There’s nothing wrong with that, but for a lot of people, like me, not having the ports isn’t a big deal.” Many reviewers also noted it’s slightly underpowered — another concession to its size — as compared to the rest of Apple’s laptop line. Mashable’s Christina Warren notes there “can be slowdowns, particularly if I’ve got tons of tabs open in multiple web browsers.” Still, she said the laptop was enough to be her “day-to-day machine.” Battery life may be a problem. There aren’t very many USB-C devices on the market right now, and an adapter that allows the user to plug in HDMI, legacy USB, and USB-C devices to the MacBook costs $80 from Apple. “Apple’s real bet is that you won’t need that port for much of anything,” writes David Pierce at Wired. “Ditch your external hard drive, the USB-C port begs … forget about your second monitor, because look at this screen!” The MacBook featured a “tiered” battery that crams more power into a smaller space, with the goal of letting people use the laptop all day without needing to charge it. One concern I’ve heard raised about the MacBook is that its one port for power and everything else means that you can’t charge while doing, well, anything else. But Katherine Boehret of Re/Code found the MacBook didn’t do well under heavy tests. “[My] harsh battery tests — screen at full brightness, power-saving off, Wi-Fi on to collect email in the background and a loop of video playing on iTunes — got only five hours and 23 minutes before dying.

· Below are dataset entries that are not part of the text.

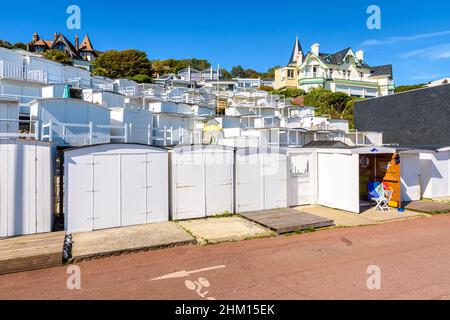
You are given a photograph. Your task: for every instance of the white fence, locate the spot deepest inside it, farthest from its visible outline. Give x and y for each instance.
(94, 134)
(14, 71)
(169, 136)
(12, 129)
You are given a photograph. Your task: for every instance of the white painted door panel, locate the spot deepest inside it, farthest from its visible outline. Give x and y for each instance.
(275, 180)
(189, 186)
(338, 181)
(78, 193)
(248, 182)
(106, 191)
(219, 182)
(158, 186)
(299, 179)
(134, 189)
(410, 171)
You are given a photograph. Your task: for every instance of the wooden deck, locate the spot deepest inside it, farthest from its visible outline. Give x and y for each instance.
(287, 220)
(428, 206)
(31, 252)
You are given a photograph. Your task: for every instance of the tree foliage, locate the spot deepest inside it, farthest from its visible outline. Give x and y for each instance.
(122, 64)
(9, 45)
(174, 66)
(289, 93)
(408, 88)
(57, 56)
(6, 44)
(142, 78)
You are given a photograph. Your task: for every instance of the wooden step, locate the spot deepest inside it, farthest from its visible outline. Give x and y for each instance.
(31, 252)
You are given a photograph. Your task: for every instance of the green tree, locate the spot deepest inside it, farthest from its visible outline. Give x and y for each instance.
(20, 45)
(266, 88)
(142, 78)
(408, 88)
(290, 93)
(57, 56)
(270, 73)
(226, 74)
(238, 72)
(122, 64)
(250, 73)
(6, 44)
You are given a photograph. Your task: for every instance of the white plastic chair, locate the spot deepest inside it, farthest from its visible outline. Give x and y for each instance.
(383, 199)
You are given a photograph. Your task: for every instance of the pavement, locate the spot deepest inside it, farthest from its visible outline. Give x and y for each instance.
(340, 218)
(443, 199)
(368, 217)
(389, 216)
(128, 239)
(410, 258)
(215, 230)
(428, 206)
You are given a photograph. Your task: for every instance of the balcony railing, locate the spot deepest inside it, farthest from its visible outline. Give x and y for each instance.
(14, 71)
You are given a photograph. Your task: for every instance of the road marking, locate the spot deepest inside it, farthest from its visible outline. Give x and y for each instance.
(184, 273)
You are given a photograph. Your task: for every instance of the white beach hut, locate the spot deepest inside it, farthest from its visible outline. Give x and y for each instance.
(72, 121)
(113, 185)
(343, 175)
(435, 173)
(261, 179)
(26, 187)
(139, 122)
(201, 181)
(9, 116)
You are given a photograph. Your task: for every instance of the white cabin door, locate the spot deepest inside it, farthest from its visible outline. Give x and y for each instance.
(157, 187)
(249, 181)
(338, 181)
(299, 179)
(3, 116)
(410, 176)
(219, 182)
(134, 189)
(21, 206)
(190, 193)
(106, 191)
(78, 197)
(275, 180)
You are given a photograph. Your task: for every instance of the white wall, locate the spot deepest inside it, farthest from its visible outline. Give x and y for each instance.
(410, 176)
(201, 181)
(140, 123)
(115, 185)
(435, 174)
(72, 111)
(9, 110)
(338, 181)
(26, 188)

If you watch video or fire up intensive programs such as Photoshop, however, that number drops to six or seven hours – which means you shouldn’t leave your charging cable at home. It’s odd to have only a single USB-C port in 2015, but by next year USB-C devices will be much more popular and we’ll again be able to borrow charging cables from strangers. The MacBook follows largely in the footsteps of the MacBook Air, which also cut out some features considered “essential” when it debuted in 2008, but which is now a standard for laptops. But I do know two things about the new MacBook: This is what the future of laptops looks like, and I want one very badly.” The general consensus seems to be that this is a laptop for those who prize portability over everything else. It seems the best fit is someone who wants something super-light and beautiful, and is willing to put up with its inconveniences to dance on the cutting edge.